Now, add a timestamp to your cropped video. DO:

ffmpeg -i video-cropped.mp4 -vf "drawtext=fontfile=PlusJakartaSansRegular.ttf:text='%{pts \: hms}': x=0: y=40: 
fontsize=56:fontcolor=yellow: box=1: boxcolor=black" -c:a copy video-cropped-timestamps.mp4

Create image files for every second (for long movies create img files every 2 or even 3 secs).

DO for every 1 secs:

ffmpeg -i video-cropped-timestamps.mp4 -start_number 1 -vf fps=1 video-%04d.jpg

DO for every 2 secs:

ffmpeg -i video-cropped-timestamps.mp4 -start_number 1 -vf fps=1/2 video-%04d.jpg

DO for every 3 secs:

ffmpeg -i video-cropped-timestamps.mp4 -start_number 1 -vf fps=1/3 video-%04d.jpg

Now we will seperate the duplicate and empty image files using Adobe Bridge. Use the label feature of adobe bridge to label the images apart from the duplicate and empty ones and do sort by label. Then select all the images and download them to a different folder.

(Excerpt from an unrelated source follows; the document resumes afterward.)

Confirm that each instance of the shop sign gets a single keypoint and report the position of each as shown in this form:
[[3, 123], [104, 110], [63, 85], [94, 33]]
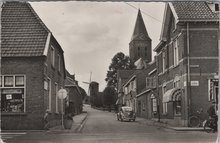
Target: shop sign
[[195, 83], [12, 91]]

Change the mode to Filmstrip (top-mid) and use arrow keys to go through the images. When you see subs add label using Ctrl + 6. Do this for all images excluding empty and duplicate ones.

Now select all the images, right click and print them all to one pdf. (Make sure to uncheck fit picture to frame otherwise the photo will be cropped which we really don't want).

Then, you can either use an OCR tool that can extract text from the whole pdf, but such tools are hard to find/are locked behind paywall. What I like to do is split the pdf into multiple pdfs with 60 pages each using Adobe acrobat tool online and use google docs to extract the text.

Adobe Acrobat tool

Upload all the pdfs to google drive, do right click and open with docs. Opening with google docs will automatically extract the sub text along with the timestamp. Open each file and copy all the text to a notepad. Repeat for all pdfs.

Now it's time to correct the subs. For each timestamp move the subs inline (timestamps and the correspoding subs on the same line).

Doing that manually will take a lot of time so you can automate it with python using regex or something of your choice. I used the substitution function in this Regex101 website, so didn't had to write any code.

After arranging it like said so, make a new txt file and save the timestamps only, and make another txt and save the text only. Donot change the format.

Now, we're going to use Subtitle Edit program to make the srt file. Go to File> Import> Plain text and open the text only file. Make sure One line is one subtitle checkbox is selected and then click ok.

Now again, go to import and import the time only file with Time Code option. Then go to tools and and choose adjust durations, check the recalcuate option and click ok. You will now get a base subtitle file that you can work with.

Correct, correct and correct! Use the waveform feature to correct. Trust me this tool will make it 100 times easier. You will now have to give time to correct the timing and any missing text and after done save it as something.srt.